13.2.3.1. Configuration

The following options are available for configuring full-text indexes:

dbms.index.fulltext.default_analyzer

The name of the analyzer that the full-text indexes should use by default. This setting only has effect when a full-text index is created, and will be remembered as an index-specific setting from then on.

The list of possible analyzers is available through the db.index.fulltext.listAvailableAnalyzers() Cypher procedure.

Unless otherwise specified, the default analyzer is standard-no-stop-words, which is the same as the StandardAnalyzer from Lucene, except no stop-words are filtered out.

dbms.index.fulltext.eventually_consistent

Used to declare whether full-text indexes should be eventually consistent, or not. This setting only has effect when a full-text index is created, and will be remembered as an index-specific setting from then on.

Indexes are normally fully consistent, and the committing of a transaction does not return until both the store and the indexes have been updated. Eventually consistent full-text indexes, on the other hand, are not updated as part of commit, but instead have their updates queued up and applied in a background thread. This means that there can be a short delay between committing a change, and that change becoming visible via any eventually consistent full-text indexes. This delay is just an artifact of the queueing, and will usually be quite small since eventually consistent indexes are updated "as soon as possible".

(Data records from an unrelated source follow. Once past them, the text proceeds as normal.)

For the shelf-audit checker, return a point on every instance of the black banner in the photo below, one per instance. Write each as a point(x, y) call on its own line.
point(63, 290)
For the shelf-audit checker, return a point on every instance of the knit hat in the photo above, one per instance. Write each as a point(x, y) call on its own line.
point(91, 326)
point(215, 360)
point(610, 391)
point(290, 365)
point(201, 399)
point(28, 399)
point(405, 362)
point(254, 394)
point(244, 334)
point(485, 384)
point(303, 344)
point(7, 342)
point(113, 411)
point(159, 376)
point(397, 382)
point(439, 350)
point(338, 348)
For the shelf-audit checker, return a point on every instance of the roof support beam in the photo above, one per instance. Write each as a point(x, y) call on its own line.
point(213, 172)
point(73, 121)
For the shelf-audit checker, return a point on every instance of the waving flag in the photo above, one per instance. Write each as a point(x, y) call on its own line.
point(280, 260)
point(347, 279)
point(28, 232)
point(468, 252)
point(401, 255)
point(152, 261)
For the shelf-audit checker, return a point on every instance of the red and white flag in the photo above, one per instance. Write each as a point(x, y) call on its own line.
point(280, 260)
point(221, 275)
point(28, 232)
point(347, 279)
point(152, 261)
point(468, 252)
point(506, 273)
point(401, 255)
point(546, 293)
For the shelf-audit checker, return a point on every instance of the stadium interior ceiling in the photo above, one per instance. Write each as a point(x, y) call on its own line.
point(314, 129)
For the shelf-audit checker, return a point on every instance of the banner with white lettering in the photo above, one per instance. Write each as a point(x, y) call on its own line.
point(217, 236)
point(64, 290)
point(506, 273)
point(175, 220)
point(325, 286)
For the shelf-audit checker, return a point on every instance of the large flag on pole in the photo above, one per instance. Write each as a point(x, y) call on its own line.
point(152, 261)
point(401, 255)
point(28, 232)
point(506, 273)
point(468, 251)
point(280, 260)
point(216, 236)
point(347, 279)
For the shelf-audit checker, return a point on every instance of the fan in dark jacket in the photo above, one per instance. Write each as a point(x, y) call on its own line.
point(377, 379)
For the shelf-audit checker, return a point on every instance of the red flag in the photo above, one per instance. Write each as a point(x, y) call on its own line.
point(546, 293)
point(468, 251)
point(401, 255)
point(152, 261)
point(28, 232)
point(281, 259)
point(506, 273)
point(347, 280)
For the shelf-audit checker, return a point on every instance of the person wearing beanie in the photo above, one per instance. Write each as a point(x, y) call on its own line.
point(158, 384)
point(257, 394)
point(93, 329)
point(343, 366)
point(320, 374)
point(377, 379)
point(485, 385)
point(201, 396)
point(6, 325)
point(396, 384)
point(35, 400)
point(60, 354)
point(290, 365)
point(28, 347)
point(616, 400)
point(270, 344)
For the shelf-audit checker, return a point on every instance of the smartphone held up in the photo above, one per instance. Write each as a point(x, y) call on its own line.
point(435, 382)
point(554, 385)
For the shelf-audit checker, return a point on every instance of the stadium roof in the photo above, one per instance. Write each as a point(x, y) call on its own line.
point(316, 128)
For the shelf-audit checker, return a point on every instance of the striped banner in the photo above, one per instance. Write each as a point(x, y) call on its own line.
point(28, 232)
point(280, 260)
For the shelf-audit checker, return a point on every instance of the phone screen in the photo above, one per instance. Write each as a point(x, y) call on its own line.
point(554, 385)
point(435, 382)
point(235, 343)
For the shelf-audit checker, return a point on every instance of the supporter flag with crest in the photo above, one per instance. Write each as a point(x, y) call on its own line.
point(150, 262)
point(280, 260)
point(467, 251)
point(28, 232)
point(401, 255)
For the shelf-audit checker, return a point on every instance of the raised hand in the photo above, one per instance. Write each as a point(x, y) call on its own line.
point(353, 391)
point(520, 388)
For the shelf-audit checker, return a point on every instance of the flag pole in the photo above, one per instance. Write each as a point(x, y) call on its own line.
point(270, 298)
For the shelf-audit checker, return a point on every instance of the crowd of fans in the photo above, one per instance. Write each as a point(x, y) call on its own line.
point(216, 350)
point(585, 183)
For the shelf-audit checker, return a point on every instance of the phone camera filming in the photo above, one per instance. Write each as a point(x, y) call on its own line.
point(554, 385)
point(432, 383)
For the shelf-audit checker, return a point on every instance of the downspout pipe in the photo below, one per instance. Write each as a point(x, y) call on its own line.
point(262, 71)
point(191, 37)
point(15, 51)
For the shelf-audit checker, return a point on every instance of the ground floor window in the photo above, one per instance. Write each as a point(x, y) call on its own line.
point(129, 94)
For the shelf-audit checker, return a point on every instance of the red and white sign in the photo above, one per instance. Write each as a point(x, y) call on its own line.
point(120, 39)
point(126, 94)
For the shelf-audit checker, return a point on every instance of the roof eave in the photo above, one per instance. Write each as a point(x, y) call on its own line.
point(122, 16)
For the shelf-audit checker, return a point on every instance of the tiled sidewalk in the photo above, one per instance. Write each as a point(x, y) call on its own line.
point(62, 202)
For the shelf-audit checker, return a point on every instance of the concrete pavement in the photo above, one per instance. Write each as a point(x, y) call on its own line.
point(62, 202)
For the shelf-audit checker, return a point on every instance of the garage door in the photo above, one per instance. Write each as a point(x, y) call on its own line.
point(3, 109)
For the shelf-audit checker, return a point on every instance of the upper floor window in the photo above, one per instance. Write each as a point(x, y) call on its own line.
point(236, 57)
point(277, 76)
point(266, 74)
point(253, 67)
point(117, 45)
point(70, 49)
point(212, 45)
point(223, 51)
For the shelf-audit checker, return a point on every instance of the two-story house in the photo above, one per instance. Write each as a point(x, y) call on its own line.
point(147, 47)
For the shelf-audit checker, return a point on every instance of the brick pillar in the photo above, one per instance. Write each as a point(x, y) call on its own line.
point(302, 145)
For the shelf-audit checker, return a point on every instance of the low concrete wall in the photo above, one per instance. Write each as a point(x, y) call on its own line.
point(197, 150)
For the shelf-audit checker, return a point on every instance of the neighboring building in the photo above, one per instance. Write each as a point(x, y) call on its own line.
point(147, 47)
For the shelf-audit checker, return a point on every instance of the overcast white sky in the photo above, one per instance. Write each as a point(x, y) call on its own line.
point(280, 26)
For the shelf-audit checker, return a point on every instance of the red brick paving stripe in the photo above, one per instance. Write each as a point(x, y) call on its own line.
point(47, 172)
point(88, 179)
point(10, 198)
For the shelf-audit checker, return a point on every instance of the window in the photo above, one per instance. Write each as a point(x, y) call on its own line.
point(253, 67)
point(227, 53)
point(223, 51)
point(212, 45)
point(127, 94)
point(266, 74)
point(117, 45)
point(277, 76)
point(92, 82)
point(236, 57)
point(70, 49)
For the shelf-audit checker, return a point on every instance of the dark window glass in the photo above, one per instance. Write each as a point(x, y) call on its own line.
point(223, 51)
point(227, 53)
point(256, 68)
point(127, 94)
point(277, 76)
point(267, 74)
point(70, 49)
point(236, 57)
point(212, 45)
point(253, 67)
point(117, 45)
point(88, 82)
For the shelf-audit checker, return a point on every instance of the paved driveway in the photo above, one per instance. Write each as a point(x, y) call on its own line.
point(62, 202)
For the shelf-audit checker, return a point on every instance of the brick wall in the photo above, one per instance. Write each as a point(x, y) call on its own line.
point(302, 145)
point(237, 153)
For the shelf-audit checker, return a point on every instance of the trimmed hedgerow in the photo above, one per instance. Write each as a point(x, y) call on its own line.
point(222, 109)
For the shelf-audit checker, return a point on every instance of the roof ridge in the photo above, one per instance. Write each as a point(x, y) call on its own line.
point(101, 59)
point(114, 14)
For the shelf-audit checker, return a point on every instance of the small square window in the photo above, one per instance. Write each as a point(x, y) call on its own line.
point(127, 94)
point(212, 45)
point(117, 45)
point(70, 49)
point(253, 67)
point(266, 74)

By default, this is turned off, and full-text indexes are fully consistent.

dbms.index.fulltext.eventually_consistent_index_update_queue_max_length

Eventually consistent full-text indexes have their updates queued up and applied in a background thread, and this setting determines the maximum size of that update queue. If the maximum queue size is reached, then committing transactions will block and wait until there is more room in the queue, before adding more updates to it.

This setting applies to all eventually consistent full-text indexes, and they all use the same queue. The maximum queue length must be at least 1 index update, and must be no more than 50 million due to heap space usage considerations.

The default maximum queue length is 10.000 index updates.